— Что значит для вас партия Манон?
— Как всякая красивая женщина, моя героиня верит, что может манипулировать миром, манипулировать мужчинами, она понимает свою власть и наслаждается ею. Может быть, она и любит де Грие, но она так юна и так наивна в своей вере в то, что ее красота сможет руководить миром.
— Какую роль сыграла она в вашей театральной карьере?
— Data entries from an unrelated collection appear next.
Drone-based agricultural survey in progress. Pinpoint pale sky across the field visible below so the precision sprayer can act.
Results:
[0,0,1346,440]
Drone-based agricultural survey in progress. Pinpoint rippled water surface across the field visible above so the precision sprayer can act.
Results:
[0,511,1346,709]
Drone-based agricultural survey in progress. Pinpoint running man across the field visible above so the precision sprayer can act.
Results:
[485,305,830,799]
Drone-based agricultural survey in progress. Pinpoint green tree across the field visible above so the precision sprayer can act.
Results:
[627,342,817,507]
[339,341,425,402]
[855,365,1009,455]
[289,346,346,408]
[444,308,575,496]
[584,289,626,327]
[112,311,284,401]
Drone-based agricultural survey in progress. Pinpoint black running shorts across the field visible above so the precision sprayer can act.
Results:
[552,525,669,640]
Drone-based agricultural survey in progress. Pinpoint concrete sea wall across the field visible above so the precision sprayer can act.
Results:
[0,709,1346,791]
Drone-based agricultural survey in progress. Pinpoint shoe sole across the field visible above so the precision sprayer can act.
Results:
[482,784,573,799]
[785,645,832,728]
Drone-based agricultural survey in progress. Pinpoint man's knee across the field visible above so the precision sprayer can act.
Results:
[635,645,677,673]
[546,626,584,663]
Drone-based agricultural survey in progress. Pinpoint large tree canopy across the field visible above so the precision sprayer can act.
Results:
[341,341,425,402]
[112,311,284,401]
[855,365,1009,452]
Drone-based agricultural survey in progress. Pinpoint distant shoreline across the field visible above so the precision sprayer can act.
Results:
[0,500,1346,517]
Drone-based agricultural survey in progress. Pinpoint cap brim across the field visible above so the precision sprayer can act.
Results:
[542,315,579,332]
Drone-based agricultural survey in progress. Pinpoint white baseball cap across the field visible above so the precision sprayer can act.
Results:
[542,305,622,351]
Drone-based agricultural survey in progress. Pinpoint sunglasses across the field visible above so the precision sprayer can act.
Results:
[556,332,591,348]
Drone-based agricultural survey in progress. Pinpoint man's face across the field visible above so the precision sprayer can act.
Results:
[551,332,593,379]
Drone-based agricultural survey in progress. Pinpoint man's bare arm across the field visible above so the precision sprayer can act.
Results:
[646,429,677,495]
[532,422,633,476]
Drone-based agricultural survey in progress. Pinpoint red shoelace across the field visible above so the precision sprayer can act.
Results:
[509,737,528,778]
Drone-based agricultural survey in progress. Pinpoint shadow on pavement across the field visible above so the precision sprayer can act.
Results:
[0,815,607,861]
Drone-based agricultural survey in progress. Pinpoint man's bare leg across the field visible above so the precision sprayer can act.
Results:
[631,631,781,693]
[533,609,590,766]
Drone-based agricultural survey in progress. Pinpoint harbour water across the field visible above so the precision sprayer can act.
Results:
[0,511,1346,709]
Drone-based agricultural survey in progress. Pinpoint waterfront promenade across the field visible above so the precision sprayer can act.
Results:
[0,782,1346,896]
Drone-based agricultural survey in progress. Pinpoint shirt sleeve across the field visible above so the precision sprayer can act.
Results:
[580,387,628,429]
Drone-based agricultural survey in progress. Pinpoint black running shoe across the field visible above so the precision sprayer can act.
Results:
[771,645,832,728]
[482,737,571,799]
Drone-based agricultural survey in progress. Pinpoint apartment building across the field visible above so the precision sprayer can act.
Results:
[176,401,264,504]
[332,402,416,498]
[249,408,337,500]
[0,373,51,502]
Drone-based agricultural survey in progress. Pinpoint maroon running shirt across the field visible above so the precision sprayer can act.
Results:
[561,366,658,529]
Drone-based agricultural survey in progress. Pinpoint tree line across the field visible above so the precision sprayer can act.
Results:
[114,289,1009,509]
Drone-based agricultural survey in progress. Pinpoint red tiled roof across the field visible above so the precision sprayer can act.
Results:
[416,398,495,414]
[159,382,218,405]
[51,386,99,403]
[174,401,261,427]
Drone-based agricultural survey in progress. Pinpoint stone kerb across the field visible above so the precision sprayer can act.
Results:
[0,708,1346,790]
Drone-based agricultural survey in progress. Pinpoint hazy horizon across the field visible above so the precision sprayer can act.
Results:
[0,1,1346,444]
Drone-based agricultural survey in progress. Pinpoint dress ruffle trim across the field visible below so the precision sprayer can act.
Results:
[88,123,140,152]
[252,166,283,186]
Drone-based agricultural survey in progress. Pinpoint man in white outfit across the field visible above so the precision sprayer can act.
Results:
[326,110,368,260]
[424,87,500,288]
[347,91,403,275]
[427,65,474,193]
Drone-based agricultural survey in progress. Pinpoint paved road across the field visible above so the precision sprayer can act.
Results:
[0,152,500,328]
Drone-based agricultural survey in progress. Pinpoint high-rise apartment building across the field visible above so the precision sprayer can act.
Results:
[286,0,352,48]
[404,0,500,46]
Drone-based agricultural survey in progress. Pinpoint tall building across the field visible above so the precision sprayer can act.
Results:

— Кеннету Макмиллану, хореографу "Манон", я обязана всем, что у меня есть. Мне было 15, когда он пригласил меня в труппу. Относился как к собственной дочери. Это был очень сдержанный в эмоциях человек, немногословный, всего несколько слов-ключей, обозначающих то, что должно происходить. Я помню, как на репетиции третьего акта "Ромео и Джульетты" он сказал мне: "Не бойся быть некрасивой, потому что, когда человек страдает, он некрасив". Именно тогда я поняла, что значат его балеты, все те же классические па, но каждый шаг, движение подразумевает какое-то слово, текст. Поэтому надо отрешиться от классики, ее чистого и холодного стиля. Когда Макмиллан, как всегда по-английски чопорно, сказал мне: "Я хочу, чтобы ты танцевала Манон",— я была удивлена. Как всякая девочка, я тогда мечтала танцевать Джульетту. Почему Манон? Почему не Джульетту? Я не понимаю Манон! И уже гораздо позже я убедилась, что это был правильный выбор. Не люблю танцевать сказки, люблю партии, в которых можно показать личность. Манон, как и Джульетту, могу танцевать вечно, потому что каждый раз я открываю все новые и новые оттенки.